I recall my own tumultuous, traumatic elementary years, and I realize words and actions can make a difference far beyond today, far beyond the moment. I recall the summer school teacher between my seventh and eighth grade years who believed in me like no one else did. He said I could pass the classes. He said he knew I could do it, and he’d help me all I wanted.
And I passed the classes. I passed them for him and because of him.
I see Corrience trudging past the library windows, scowling as he makes his way down the hall. Wondering if he had been suspended or helped, I wave at him and he waves back. I beckon for him to come in to the library--which he does, with a torrent of invectives directed at no one in particular. I let him spout, and then I ask him to come sit with me for a bit and help check-in books. We talk about what had set him off this morning. Eventually, we discuss what he likes to read (not much), but when I tell him I’ll buy for him whatever books on whatever subject he might be interested in, he lights up and begins sharing an amazing amount of knowledge about outer space and space travel. Explaining the source of his mental compendium, he says he likes watching Nova when he can but he usually gets laughed at by his foster family. He says his biological father had encouraged his interest as a child before he disappeared one day when he was eight years old. I say I’ll buy a bunch of books for him tonight at Half Price Books (knowing I’ll have to be sure they were at the 3rd grade reading level he is working at). He can keep them at school or take them home--whatever he wants.

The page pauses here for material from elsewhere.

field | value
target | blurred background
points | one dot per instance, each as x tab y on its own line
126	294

Glancing at the clock, he scoots back his chair hastily, unfolds his gangly fourteen-year-old man/boy body from the chair and heads for the door to catch breakfast before too late. Taking the pencil I proffer him, he lopes to the door. Looking back over his shoulder, he says, “Thanks, man” and heads off for his day.
Do I think that a span of five minutes cures the ills in his life? Hardly. But I do hope as I follow through on my promise, he can begin to learn to trust again, to trust in talking, talking about his needs and wants, about his hurts and hopes. I hope he can begin to see a place for his dreams when maybe no one else does. I know it can happen. I wanted to be Maria Mitchell, girl astronomer, and only that summer school teacher ever said this troubled, waif-of-a-girl and abysmal math student could be whatever she dreamed she could be.